Iatrogenic peripheral retinal breaks occurred in 98 of 645 eyes (15.2%) intraoperatively. Eleven of 645 cases (1.7%) experienced postoperative rhegmatogenous retinal detachment caused by undetected or new peripheral retinal breaks. Breaks were most common during surgery for tractional retinal detachment (22.2%), macular hole (18.1%), dislocated intraocular lens implants (16.7%), and epiretinal membrane (13.9%). Overall, breaks were more common in the superior retina (P<0.01), with 41.5% occurring in the 10 and 2 o'clock positions.
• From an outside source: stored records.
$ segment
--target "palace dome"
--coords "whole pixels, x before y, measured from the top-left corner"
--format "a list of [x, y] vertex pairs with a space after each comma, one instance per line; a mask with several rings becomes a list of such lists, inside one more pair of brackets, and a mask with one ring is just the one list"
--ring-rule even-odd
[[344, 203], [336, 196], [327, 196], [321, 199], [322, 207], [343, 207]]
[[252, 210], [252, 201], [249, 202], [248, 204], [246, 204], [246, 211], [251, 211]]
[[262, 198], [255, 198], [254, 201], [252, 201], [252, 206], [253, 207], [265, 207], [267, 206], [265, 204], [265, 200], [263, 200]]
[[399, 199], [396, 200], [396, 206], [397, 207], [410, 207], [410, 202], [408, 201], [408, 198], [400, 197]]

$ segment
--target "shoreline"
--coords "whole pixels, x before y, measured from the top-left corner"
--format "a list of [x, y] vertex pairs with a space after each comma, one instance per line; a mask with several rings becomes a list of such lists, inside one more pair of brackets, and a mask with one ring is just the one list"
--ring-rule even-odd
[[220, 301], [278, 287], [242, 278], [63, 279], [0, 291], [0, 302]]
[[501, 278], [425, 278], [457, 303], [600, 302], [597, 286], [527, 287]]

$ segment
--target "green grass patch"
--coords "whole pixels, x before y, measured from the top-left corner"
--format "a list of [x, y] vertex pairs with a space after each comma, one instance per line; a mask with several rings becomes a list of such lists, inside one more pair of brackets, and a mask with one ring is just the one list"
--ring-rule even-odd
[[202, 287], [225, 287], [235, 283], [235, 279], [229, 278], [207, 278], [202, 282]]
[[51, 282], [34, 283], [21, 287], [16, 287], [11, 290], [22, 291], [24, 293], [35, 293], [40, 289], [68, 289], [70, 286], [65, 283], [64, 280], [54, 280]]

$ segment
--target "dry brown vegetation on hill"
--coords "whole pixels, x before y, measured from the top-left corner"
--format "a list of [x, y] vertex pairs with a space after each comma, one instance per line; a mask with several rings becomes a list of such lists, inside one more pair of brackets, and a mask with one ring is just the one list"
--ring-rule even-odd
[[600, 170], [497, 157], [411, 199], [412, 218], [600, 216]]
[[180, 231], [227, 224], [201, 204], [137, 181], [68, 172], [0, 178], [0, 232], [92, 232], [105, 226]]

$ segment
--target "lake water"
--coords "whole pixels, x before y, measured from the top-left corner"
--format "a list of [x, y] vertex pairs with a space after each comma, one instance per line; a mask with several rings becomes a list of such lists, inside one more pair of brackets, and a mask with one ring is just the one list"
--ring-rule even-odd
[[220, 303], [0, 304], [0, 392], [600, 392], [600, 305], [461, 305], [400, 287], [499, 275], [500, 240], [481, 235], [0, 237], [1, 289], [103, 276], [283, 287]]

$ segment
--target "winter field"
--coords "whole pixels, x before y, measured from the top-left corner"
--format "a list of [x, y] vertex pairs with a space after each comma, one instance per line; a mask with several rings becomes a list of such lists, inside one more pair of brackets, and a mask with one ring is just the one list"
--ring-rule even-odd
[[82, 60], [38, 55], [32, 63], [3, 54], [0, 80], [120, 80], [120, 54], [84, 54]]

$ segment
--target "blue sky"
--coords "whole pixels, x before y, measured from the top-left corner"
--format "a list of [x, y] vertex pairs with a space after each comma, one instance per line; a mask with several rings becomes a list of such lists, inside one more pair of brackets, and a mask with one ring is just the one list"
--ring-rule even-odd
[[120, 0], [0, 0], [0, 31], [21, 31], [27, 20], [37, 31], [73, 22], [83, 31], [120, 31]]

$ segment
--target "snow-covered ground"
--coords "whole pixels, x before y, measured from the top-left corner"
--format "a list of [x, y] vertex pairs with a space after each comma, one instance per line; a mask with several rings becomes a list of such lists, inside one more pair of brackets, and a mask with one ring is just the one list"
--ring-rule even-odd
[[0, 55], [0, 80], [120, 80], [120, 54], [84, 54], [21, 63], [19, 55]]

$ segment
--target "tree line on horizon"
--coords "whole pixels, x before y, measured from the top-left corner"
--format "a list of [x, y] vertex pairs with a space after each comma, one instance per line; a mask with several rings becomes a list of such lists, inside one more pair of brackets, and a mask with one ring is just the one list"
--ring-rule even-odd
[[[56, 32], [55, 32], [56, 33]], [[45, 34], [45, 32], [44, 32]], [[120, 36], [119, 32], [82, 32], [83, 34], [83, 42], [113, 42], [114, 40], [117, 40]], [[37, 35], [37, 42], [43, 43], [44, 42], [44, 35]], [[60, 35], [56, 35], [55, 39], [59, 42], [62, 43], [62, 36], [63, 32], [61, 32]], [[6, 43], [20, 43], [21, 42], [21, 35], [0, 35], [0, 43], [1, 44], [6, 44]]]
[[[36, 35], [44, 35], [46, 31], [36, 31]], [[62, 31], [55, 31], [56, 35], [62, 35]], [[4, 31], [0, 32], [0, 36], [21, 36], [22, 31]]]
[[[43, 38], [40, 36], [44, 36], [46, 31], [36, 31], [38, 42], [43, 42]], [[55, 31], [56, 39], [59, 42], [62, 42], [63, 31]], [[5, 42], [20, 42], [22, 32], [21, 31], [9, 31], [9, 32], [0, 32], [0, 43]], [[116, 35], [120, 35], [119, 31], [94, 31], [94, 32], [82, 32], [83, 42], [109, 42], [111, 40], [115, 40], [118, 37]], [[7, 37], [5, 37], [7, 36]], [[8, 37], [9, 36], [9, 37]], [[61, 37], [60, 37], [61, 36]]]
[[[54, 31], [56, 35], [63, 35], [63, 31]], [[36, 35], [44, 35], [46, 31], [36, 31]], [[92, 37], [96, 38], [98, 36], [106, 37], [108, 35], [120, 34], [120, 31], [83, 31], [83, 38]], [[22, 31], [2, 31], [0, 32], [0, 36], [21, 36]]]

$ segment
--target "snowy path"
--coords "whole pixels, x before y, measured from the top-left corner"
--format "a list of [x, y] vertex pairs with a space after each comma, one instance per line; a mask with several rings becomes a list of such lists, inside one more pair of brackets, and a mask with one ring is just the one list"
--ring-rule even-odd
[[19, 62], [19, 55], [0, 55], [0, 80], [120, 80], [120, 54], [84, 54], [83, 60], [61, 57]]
Eyes requiring surgical induction of a posterior vitreous detachment had 2.9 times greater odds of developing iatrogenic peripheral retinal breaks (95% confidence interval, 1.8-4.7, P<0.001) than eyes with preexisting posterior vitreous detachment. Similarly, phakic eyes had 2.4 times higher odds (95% confidence interval, 1.42-3.96, P = 0.001) of break formation.
Iatrogenic peripheral retinal breaks caused by vitrectomy are more common than previously indicated. Approximately 4 in 10 breaks are related to traction at sclerotomy entry sites. Eyes undergoing surgery for tractional retinal detachment seemed to have the highest risk for break formation. Similarly, phakic eyes and eyes that require induction of a posterior vitreous detachment have more than double the risk for break formation.
评估在接受标准 20-G 三通道经睫状体平坦部玻璃体切除术的患者中,入路部位和其他周边医源性视网膜裂孔的发生频率和危险因素。
单中心、回顾性、干预性病例系列。
2005 年 6 月 1 日至 2006 年 6 月 1 日期间,在 Moorfields 眼科医院接受经睫状体平坦部玻璃体切除术的共 645 只眼,适应证除外孔源性视网膜脱离。
病例记录回顾。排除标准为术前存在视网膜裂孔或孔源性视网膜脱离、既往玻璃体切除术眼和赤道后医源性裂孔。
医源性周边视网膜裂孔的发生频率、解剖位置及相关危险因素和术后孔源性视网膜脱离的发生率。
术中发生医源性周边视网膜裂孔 98 只眼(15.2%)。645 例中有 11 例(1.7%)发生术后孔源性视网膜脱离,原因是未检出或新出现周边视网膜裂孔。裂孔最常见于牵拉性视网膜脱离(22.2%)、黄斑裂孔(18.1%)、眼内人工晶状体脱位(16.7%)和视网膜内膜(13.9%)手术中。总体而言,裂孔更常见于上方视网膜(P<0.01),其中 41.5%发生在 10 点和 2 点位置。需要手术诱导玻璃体后脱离的眼发生医源性周边视网膜裂孔的可能性是已有玻璃体后脱离眼的 2.9 倍(95%置信区间,1.8-4.7,P<0.001)。同样,有晶状体眼发生裂孔的可能性是无晶状体眼的 2.4 倍(95%置信区间,1.42-3.96,P=0.001)。
玻璃体切除术后医源性周边视网膜裂孔比先前报道的更为常见。约 10 个裂孔中有 4 个与巩膜切口处的牵拉有关。接受牵拉性视网膜脱离手术的眼似乎裂孔形成风险最高。同样,有晶状体眼和需要诱导玻璃体后脱离的眼发生裂孔的风险增加了两倍多。